Depois, fui solenemente ao segundo andar, no Salão dos Poetas. Pensei, aqui devo encontrar Lawrence. Mas deparei com os livros de Fernando Pessoa, edição da LP&M, do Brasil. Pensei é um privilégio que tenho, de poder ler os poemas de Pessoa com fluência, mesmo sendo no português de Portugal. Encontrei Pessoa, mas nada de Ferlinghetti.


O lendário Ferlinghetti veio a falecer esse ano, em fevereiro, aos 101 anos. Boa parte da imprensa noticiou como sendo a morte do último beatnick. Mas a crítica se dividiu se ele foi de fato um poeta beatnick, pois às vezes a influência de T. S. Eliot é mais forte, como o próprio Ferlinghetti admitia. Na livraria, comprei o livro de poemas de Bob Dylan, Tarântula, de 1966, afinal Dylan foi muito ligado aos beatnicks, além de amigo de Ginsberg e de Gregorio Corso. Comprei mais alguns posters e postais da livraria.

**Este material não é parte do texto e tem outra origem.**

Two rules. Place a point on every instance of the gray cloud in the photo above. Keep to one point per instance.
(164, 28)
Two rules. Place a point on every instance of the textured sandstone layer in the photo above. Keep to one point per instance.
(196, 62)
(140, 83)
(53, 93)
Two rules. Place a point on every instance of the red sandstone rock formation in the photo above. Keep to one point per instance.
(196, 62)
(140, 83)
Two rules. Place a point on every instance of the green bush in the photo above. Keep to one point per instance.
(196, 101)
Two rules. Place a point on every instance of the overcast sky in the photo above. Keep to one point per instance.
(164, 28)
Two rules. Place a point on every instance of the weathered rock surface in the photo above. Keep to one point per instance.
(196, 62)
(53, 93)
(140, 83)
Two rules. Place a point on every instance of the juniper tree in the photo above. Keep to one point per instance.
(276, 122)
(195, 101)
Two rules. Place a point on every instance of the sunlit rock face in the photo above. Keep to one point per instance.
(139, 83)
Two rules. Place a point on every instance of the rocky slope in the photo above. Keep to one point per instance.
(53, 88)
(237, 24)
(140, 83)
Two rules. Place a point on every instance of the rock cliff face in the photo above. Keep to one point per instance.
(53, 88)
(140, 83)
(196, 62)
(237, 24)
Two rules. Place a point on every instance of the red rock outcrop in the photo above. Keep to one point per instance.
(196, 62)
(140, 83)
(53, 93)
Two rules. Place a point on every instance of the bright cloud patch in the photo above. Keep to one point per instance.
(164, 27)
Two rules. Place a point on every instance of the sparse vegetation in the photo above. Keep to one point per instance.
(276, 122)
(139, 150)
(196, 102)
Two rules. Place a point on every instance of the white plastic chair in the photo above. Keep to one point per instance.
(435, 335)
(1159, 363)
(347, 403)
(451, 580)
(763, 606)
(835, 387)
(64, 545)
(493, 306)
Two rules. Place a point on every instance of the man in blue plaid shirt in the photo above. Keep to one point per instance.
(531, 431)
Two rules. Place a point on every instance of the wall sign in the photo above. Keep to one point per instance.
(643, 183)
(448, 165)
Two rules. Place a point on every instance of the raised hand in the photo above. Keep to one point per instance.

Quando saí, o museu Kerouac já estava fechado. Um amigo me falou, não deixa de tomar uma cerveja no Vesuvio que fica ao lado da City Lights. O bar Vesuvio foi inaugurado em 1948 e é considerado um monumento histórico ao jazz, à poesia, à arte e à geração beat. Pelo Vesúvio passaram escritores e artistas, marinheiros, dançarinas exóticas, jogadores de xadrez, empresários, vagabundos etc. E dizem que certa vez, Kerouac furou com Henry Miller. Kerouac ficou bêbado no Vesuvio e não foi ao encontro marcado. Esnobou Miller que já era celebridade na época, e Kerouac ainda estava em ascensão.


Me sentei numa mesa do Vesúvio. Estava com uma fome que até doía o estômago, não tinha almoçado e ainda tinha feito a caminhada. Acho sem graça, beber cerveja sozinho. Queria comer algo bem simples como um queijo quente e tomar um suco de laranja. Mas fiquei invisível, ninguém parecia perceber a minha presença lá. E o meu instinto e faro me diziam que não iria sair coelho daquele mato. Saí do bar e encontrei um café nas proximidades onde consegui o meu queijinho quente no pão francês que comi numa mesinha com mosaico de cerâmica.


Peguei de volta, o caminho pela Chinatown. Numa esquina, um chinês me pediu que o fotografasse. Era um chinês da China e também estava no congresso da AGU, como eu. E também trabalhava no mesmo tópico que eu, um bicho chamado “modelo de vegetação global dinâmica”. Ele estava fascinado por ter conhecido essa mini China na América. Segui caminhando por Chinatown, e me lembrei do senhor gordo, calvo e sem dentes. Me lembrei de sua paixão e devoção em manter o museu Kerouac. Pensei que de coração e alma, talvez ele fosse o último beatnick pra contar a história.